Curieusement, c'est à ces mêmes intellectuels que semble vouloir plaire François Legault. En évitant de sauter dans la mêlée dans le dossier de la viande halal, il s'évite ainsi de dures critiques d'une gauche qui s'octroie le pouvoir de dicter des normes morales sur lesquelles, croit-elle, reposent la paix et l'ordre social. Pourtant, il y a une vie en dehors des pages d'opinions de la presse et c'est plutôt à ces Québécois que la CAQ devrait chercher à plaire.

L'autre filet désert que les caquistes ont raté c'est la nouvelle position de leur chef face aux délinquants sexuels. En plein milieu de l'enquête du coroner sur la disparition de Julie Surprenant, François Legault s'est dit en faveur d'un registre des délinquants sexuels. Rappelons que le principal suspect de cette sordide histoire était un délinquant sexuel qui demeurait à l'étage au-dessus de la famille Surprenant. De l'aveu même de son père, toujours brisé par le départ de sa fille, s'il avait su qu'un criminel sexuel vivait au-dessus de chez lui, il aurait mis en garde sa jeune fille ou aurait même pensé à déménager. Où est le problème me direz-vous? Le problème c'est que personne n'a su que Legault était en faveur d'un registre. C'est grâce aux questions de l'animateur de Radio X Dominic Maurais que François Legault a annoncé sa position à Québec dans une entrevue téléphonique à 11h le matin.

J'ai rencontré Michel Surprenant pendant l'enquête et je suis certain qu'il aurait été comblé qu'un chef politique épouse cette proposition qu'il a lui-même défendue pendant des années. Un registre public aurait pu changer l'histoire de Julie Surprenant et pourrait changer le cours de la vie de beaucoup d'autres jeunes femmes vivant avec un voisin ayant un passé criminel d'agresseur sexuel sans le savoir. Pourquoi ne pas annoncer sa position au côté de Michel Suprenenant dans une conférence de presse à Québec? Je vois d'ici les gros titres : « Opportunisme! »,« Populisme! », « Calcul politique! ». Les péquistes l'ont fait avec Isabelle Gaston, l'ex-conjointe de Guy Turcotte, et ils n'ont pas été accusés d'opportunisme... Je le répète, il y a une vie en dehors des pages d'opinion de la presse. Et c'est celle-ci que la CAQ devra exploiter si elle souhaite refaire partie de l'équation.

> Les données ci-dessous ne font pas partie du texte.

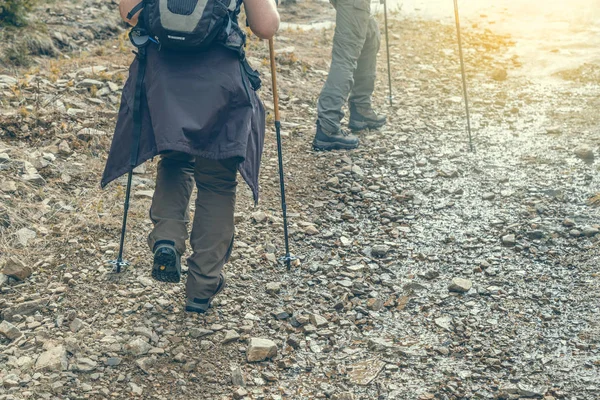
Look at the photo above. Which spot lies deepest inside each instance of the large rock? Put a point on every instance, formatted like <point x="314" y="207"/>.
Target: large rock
<point x="9" y="331"/>
<point x="261" y="349"/>
<point x="585" y="153"/>
<point x="460" y="285"/>
<point x="54" y="359"/>
<point x="380" y="250"/>
<point x="24" y="236"/>
<point x="318" y="320"/>
<point x="8" y="186"/>
<point x="16" y="269"/>
<point x="509" y="240"/>
<point x="138" y="347"/>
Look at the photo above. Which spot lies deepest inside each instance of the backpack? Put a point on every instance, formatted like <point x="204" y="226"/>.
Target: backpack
<point x="191" y="25"/>
<point x="184" y="25"/>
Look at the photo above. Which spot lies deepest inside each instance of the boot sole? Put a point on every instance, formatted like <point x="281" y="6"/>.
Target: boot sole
<point x="326" y="146"/>
<point x="165" y="268"/>
<point x="201" y="308"/>
<point x="357" y="126"/>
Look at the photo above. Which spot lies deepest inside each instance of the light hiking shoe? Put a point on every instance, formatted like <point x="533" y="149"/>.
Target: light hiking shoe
<point x="362" y="118"/>
<point x="201" y="306"/>
<point x="167" y="262"/>
<point x="341" y="140"/>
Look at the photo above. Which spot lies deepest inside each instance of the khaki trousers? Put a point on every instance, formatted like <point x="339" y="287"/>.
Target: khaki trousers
<point x="353" y="63"/>
<point x="212" y="229"/>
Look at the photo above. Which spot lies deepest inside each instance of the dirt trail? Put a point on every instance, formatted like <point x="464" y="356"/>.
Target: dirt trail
<point x="427" y="271"/>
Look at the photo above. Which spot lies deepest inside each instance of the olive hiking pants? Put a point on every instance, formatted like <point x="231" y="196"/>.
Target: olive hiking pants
<point x="353" y="62"/>
<point x="212" y="229"/>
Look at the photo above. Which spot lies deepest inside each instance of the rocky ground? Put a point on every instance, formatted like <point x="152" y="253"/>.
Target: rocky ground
<point x="425" y="271"/>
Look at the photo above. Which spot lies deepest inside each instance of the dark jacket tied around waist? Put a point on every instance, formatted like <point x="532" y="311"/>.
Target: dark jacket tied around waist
<point x="198" y="103"/>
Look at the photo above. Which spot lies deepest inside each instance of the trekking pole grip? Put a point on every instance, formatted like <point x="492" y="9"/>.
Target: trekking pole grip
<point x="274" y="79"/>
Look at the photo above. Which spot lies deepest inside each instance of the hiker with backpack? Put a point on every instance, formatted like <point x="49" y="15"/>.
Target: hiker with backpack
<point x="352" y="73"/>
<point x="190" y="99"/>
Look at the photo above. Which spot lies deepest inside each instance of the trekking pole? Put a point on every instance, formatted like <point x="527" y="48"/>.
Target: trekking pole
<point x="139" y="39"/>
<point x="288" y="258"/>
<point x="462" y="67"/>
<point x="119" y="263"/>
<point x="387" y="44"/>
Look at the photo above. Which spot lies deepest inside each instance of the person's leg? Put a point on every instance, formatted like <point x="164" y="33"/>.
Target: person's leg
<point x="366" y="69"/>
<point x="352" y="24"/>
<point x="362" y="115"/>
<point x="212" y="231"/>
<point x="170" y="203"/>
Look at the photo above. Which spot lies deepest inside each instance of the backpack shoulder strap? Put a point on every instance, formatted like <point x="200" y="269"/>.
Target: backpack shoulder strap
<point x="135" y="9"/>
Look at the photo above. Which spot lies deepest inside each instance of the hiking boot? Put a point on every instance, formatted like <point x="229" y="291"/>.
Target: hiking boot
<point x="167" y="262"/>
<point x="341" y="140"/>
<point x="201" y="306"/>
<point x="362" y="118"/>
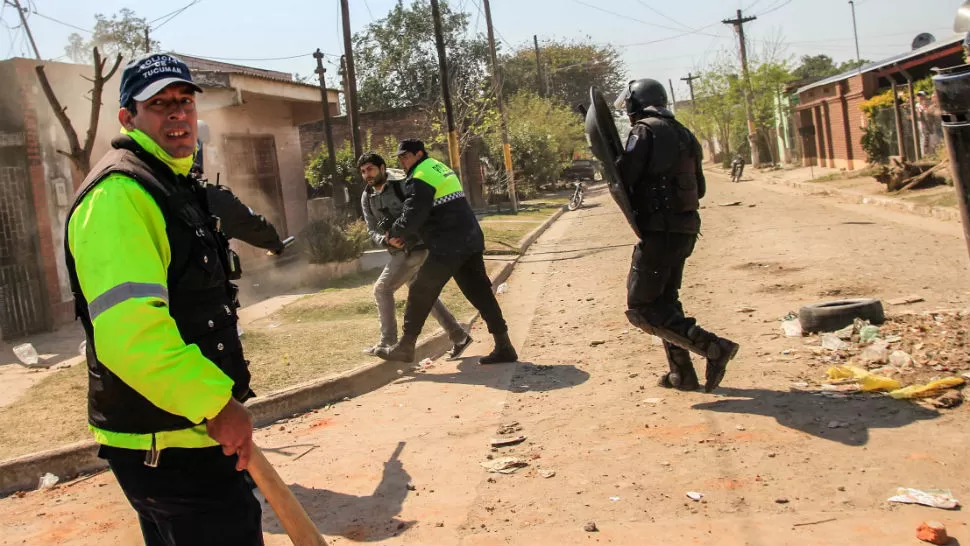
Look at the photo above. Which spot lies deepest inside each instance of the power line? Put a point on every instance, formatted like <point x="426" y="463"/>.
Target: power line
<point x="775" y="8"/>
<point x="171" y="13"/>
<point x="301" y="55"/>
<point x="42" y="16"/>
<point x="674" y="37"/>
<point x="481" y="12"/>
<point x="369" y="12"/>
<point x="174" y="15"/>
<point x="658" y="12"/>
<point x="626" y="17"/>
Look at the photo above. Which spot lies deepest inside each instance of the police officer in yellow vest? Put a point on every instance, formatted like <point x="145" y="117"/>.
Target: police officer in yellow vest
<point x="436" y="209"/>
<point x="150" y="275"/>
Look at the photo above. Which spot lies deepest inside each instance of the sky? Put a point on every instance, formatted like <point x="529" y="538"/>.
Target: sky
<point x="660" y="40"/>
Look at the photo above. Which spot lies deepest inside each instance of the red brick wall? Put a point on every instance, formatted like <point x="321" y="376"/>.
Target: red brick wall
<point x="60" y="313"/>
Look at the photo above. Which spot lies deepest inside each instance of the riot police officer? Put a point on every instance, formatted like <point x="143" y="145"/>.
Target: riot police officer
<point x="661" y="168"/>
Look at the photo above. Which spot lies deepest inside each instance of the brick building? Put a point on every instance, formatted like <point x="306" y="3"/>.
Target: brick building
<point x="829" y="119"/>
<point x="253" y="116"/>
<point x="396" y="124"/>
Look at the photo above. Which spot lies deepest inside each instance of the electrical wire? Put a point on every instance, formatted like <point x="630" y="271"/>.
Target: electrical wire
<point x="174" y="15"/>
<point x="658" y="12"/>
<point x="626" y="17"/>
<point x="369" y="12"/>
<point x="227" y="59"/>
<point x="69" y="25"/>
<point x="175" y="12"/>
<point x="775" y="8"/>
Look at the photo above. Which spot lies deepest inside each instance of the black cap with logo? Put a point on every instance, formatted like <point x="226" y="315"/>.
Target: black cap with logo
<point x="146" y="76"/>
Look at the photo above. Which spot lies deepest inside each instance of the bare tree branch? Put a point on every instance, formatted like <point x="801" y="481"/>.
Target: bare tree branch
<point x="59" y="111"/>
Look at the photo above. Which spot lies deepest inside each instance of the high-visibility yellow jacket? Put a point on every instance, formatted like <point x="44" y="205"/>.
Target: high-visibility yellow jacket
<point x="117" y="238"/>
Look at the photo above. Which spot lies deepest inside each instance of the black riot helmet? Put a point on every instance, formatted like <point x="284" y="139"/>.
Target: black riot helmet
<point x="641" y="94"/>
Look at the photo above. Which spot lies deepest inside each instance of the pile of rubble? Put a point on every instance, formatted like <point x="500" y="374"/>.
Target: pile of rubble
<point x="915" y="350"/>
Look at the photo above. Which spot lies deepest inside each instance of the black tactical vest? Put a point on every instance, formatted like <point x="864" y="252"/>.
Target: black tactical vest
<point x="669" y="183"/>
<point x="200" y="294"/>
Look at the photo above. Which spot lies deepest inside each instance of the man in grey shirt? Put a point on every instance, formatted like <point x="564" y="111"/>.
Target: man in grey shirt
<point x="382" y="202"/>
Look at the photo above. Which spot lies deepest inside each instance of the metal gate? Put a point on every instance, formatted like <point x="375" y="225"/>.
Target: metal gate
<point x="22" y="298"/>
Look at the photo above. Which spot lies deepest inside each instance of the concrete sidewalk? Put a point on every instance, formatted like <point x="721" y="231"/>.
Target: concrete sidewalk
<point x="859" y="190"/>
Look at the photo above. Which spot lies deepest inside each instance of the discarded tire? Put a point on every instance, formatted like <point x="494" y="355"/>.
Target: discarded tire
<point x="834" y="315"/>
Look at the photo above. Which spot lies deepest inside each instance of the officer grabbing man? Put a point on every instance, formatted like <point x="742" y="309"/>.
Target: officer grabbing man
<point x="435" y="208"/>
<point x="237" y="220"/>
<point x="383" y="202"/>
<point x="150" y="271"/>
<point x="661" y="180"/>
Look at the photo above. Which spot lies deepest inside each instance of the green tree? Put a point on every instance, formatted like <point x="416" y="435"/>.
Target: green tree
<point x="815" y="67"/>
<point x="397" y="67"/>
<point x="570" y="68"/>
<point x="543" y="133"/>
<point x="123" y="34"/>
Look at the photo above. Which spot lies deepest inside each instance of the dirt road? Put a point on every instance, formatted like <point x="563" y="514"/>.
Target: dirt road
<point x="624" y="452"/>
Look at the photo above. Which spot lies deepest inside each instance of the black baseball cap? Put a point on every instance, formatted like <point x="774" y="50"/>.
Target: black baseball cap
<point x="412" y="145"/>
<point x="145" y="76"/>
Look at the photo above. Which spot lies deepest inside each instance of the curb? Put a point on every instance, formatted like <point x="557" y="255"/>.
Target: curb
<point x="940" y="213"/>
<point x="23" y="473"/>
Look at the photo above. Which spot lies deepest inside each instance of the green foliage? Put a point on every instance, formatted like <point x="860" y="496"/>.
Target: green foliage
<point x="325" y="241"/>
<point x="875" y="142"/>
<point x="543" y="134"/>
<point x="397" y="67"/>
<point x="397" y="62"/>
<point x="876" y="103"/>
<point x="570" y="68"/>
<point x="817" y="67"/>
<point x="926" y="84"/>
<point x="317" y="170"/>
<point x="123" y="34"/>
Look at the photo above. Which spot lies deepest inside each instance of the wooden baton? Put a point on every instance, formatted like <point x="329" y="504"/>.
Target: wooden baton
<point x="289" y="511"/>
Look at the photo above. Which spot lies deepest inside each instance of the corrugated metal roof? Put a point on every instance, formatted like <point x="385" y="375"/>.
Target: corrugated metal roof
<point x="939" y="44"/>
<point x="206" y="65"/>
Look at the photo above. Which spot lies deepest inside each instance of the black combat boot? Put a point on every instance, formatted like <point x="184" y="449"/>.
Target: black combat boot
<point x="503" y="353"/>
<point x="402" y="351"/>
<point x="718" y="351"/>
<point x="458" y="348"/>
<point x="682" y="375"/>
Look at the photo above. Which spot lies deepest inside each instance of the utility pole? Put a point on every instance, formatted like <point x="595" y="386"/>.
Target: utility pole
<point x="855" y="31"/>
<point x="30" y="35"/>
<point x="453" y="154"/>
<point x="738" y="25"/>
<point x="690" y="82"/>
<point x="673" y="98"/>
<point x="497" y="82"/>
<point x="327" y="130"/>
<point x="353" y="113"/>
<point x="540" y="82"/>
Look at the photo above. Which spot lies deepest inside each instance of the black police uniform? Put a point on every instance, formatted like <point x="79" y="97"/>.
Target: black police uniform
<point x="662" y="162"/>
<point x="238" y="221"/>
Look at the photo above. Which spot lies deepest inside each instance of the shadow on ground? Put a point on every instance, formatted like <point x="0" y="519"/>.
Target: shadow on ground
<point x="366" y="518"/>
<point x="844" y="420"/>
<point x="524" y="376"/>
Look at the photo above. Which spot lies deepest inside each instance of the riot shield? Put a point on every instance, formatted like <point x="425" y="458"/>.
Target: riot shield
<point x="604" y="139"/>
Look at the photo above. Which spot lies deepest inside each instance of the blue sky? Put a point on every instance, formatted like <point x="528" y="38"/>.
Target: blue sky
<point x="261" y="35"/>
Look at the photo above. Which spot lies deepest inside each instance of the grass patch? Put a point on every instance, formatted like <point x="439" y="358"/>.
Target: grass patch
<point x="504" y="231"/>
<point x="51" y="413"/>
<point x="948" y="199"/>
<point x="869" y="172"/>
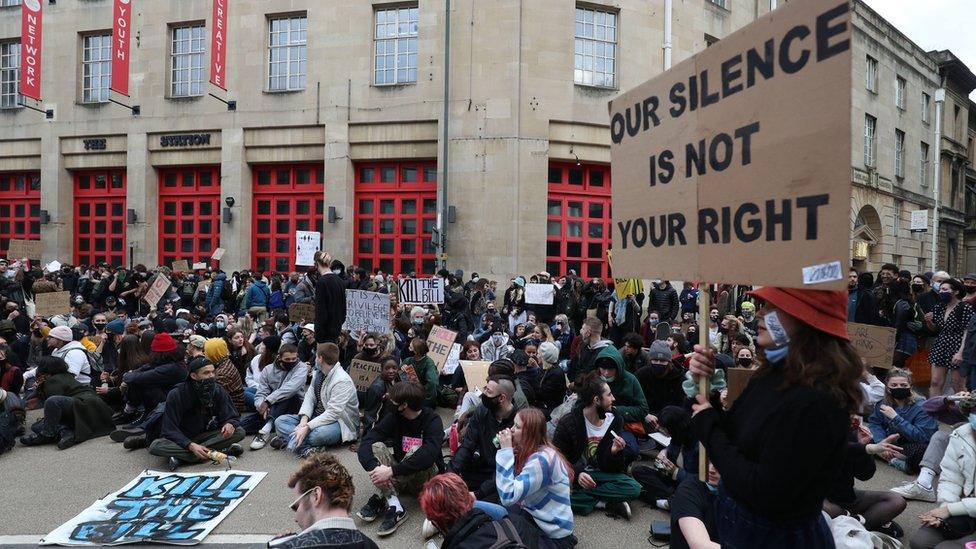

Les appuis à son parti ne remonteront pas comme par magie ou en attendant de voir les libéraux et les péquistes faire des erreurs.

Ça ne peut pas être pire

Pour François Legault, il ne faut surtout pas tomber dans le piège de penser que le plancher est atteint et qu'il ne peut que remonter à partir de maintenant. La Coalition n'avait sans doute pas prévu qu'à peine quatre mois après la formation de son parti, il se retrouverait aussi mal en point dans les sondages. En fait, c'est au point que l'opposition officielle ne semble plus à porter de main des coalisés et que la possibilité d'être reconnu comme groupe parlementaire s'éloigne tout autant.

Les mauvais sondages, rumeurs de démission, déclarations malheureuses, candidats potentiels qui reculent... Le début d'année de la CAQ n'aura pas été de tout repos. J'imagine déjà l'entourage de Legault se dire : ça peut pas être pire.

Malheureusement oui, ça peut toujours « être pire ». Combien de fois dans ma carrière politique suite à une nouvelle catastrophe j'ai entendu un philosophe à deux balles dire : «Vous en faites pas, on a atteint le fond du baril. Ça ne peut pas être pire. » Eh ben non. J'en ai été la preuve vivante et bientôt s'ils continuent de vouloir ménager la chèvre et le chou, les gens autour de François Legault vont eux aussi découvrir qu'un baril parfois, ça n'a pas de fond.